A senior leader who doubts the strategy or hedges on decisions can suppress confidence across an entire layer of the organization. The effect cascades.

A leader who holds steady under pressure and displays grounded optimism gives permission for the team to do the same.

Belief-building leadership in practice

Making belief-building leadership the norm across an organization - through how leaders are developed and what behaviors are modeled and rewarded - is one of the most impactful investments HR can make.

This is what belief-building leadership look like in practice.

Authentic imperfection: Teams don't need a perfect leader. They need a real one. Authenticity is contagious. If a leader is confident to be themselves - imperfections and all - it gives team members the confidence to do the same. It's reassuring to know we're not the only beautiful mess of a human being - that colleagues (and even the boss!) are imperfect too.

Challenging assignments: The kind of action that grows confidence is a little scary. Too little stretch can result in apathy, disengagement and a drop in self-belief: perhaps this is all I can do. Too much stretch can trigger stage fright - the team member freezes, paralyzed by fear. The sweet spot is the kind of stretch that bolsters self-belief as the team member surprises themselves with their ability to navigate new territory.

More questions than answers: Most of us bristle when we’re told what to do. Telling can carry an unspoken judgment: you need to be told because you can’t figure it out for yourself. By giving a team member the opportunity to work their way through something challenging, rather than executing instructions, the leader offers them access to new information about themselves. The team member grows their confidence with an ever-expanding mental list of reasons to think ‘if I can do that, then I can do more…’

Cultivating fertile soil for confidence

Confidence is fueled (or diminished) by organizational culture. Psychological safety provides fertile soil in which confidence can grow. It’s a climate in which it’s OK to take risks, to express ideas and concerns, to raise questions, and to admit mistakes - all without fear of negative consequences.

We build confidence by taking action, moving toward challenges and trying new things, and we’re much more able to do this when we feel safe.

HR can play a meaningful role in building that safety - though culture is co-created, and responsibility doesn’t sit with HR alone.

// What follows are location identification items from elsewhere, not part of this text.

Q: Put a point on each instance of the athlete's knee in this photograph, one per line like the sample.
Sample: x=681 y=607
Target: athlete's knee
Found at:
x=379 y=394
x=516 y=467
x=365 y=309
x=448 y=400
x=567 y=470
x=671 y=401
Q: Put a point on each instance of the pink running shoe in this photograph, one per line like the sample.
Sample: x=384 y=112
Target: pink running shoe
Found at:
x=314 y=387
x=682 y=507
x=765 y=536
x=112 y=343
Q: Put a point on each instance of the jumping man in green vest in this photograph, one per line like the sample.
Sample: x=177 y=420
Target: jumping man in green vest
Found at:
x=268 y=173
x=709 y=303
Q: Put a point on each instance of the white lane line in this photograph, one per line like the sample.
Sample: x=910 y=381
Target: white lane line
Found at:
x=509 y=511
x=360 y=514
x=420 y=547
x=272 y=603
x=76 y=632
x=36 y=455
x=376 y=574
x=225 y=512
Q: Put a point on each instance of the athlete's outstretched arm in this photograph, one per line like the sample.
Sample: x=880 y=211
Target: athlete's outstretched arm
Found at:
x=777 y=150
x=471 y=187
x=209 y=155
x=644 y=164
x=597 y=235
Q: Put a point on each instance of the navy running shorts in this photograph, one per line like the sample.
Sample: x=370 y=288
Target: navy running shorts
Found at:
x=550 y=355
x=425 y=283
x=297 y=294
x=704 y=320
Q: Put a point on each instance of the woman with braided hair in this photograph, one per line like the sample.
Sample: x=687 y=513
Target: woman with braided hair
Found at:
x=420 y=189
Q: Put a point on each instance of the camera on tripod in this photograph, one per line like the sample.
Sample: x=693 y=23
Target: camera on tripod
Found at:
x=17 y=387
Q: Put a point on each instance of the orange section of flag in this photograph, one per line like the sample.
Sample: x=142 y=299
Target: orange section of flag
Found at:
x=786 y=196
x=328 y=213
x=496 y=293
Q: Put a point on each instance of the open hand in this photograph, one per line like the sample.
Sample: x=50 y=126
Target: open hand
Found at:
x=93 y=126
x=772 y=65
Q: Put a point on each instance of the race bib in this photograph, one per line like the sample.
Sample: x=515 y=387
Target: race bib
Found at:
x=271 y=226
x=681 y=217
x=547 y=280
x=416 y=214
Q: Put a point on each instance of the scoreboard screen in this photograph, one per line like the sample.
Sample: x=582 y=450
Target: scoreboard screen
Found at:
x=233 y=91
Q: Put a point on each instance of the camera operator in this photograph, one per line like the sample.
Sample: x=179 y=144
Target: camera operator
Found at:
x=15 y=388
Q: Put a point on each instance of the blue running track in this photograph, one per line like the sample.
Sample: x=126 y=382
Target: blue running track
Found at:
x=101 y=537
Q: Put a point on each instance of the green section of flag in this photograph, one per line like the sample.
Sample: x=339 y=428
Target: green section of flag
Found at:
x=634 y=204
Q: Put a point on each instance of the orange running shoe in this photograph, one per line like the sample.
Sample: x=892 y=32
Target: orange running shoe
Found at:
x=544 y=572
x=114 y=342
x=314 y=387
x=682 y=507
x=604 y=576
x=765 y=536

Here are three ways HR can help:

Ensure that your values are valued. A set of clear norms and expectations provides the sense of predictability and fairness that underpins psychological safety. I know what is required of me, I understand what is valued here, and I am clear on unacceptable behaviors. If you have a set of values, ensure that they are much more than just a poster on the wall. Support leaders to be clear (through both words and actions) about what’s non-negotiable.

Allow space for colleagues to be themselves. Be wary of weighty behavioral competency models that suggest there’s a single way of operating that drives success. Psychological safety exists where there is clarity on the performance outcomes that are required and freedom for individuals to deliver those outcomes in their own way.

Invite different points of view. Coach senior leaders to invite challenge - the difficult questions, the unpopular points of view - and to respond with appreciation and curiosity rather than defensiveness. What I’m describing is the opposite of a stage-managed Q&A with the executive team. Real conversation matters at every level. When leaders are open about their struggles, or invite honest challenge on their thinking, it gives others permission to do the same.

Start with belief

I want to suggest a new lens for executive teams: what’s fueling belief in this organization and what’s draining it?

Start there, and much else follows. Confident teams back themselves in the face of significant challenge. They set bolder goals, persist longer, and find better solutions.

Belief-building leadership - and the organizational conditions that support it - is what powers performance.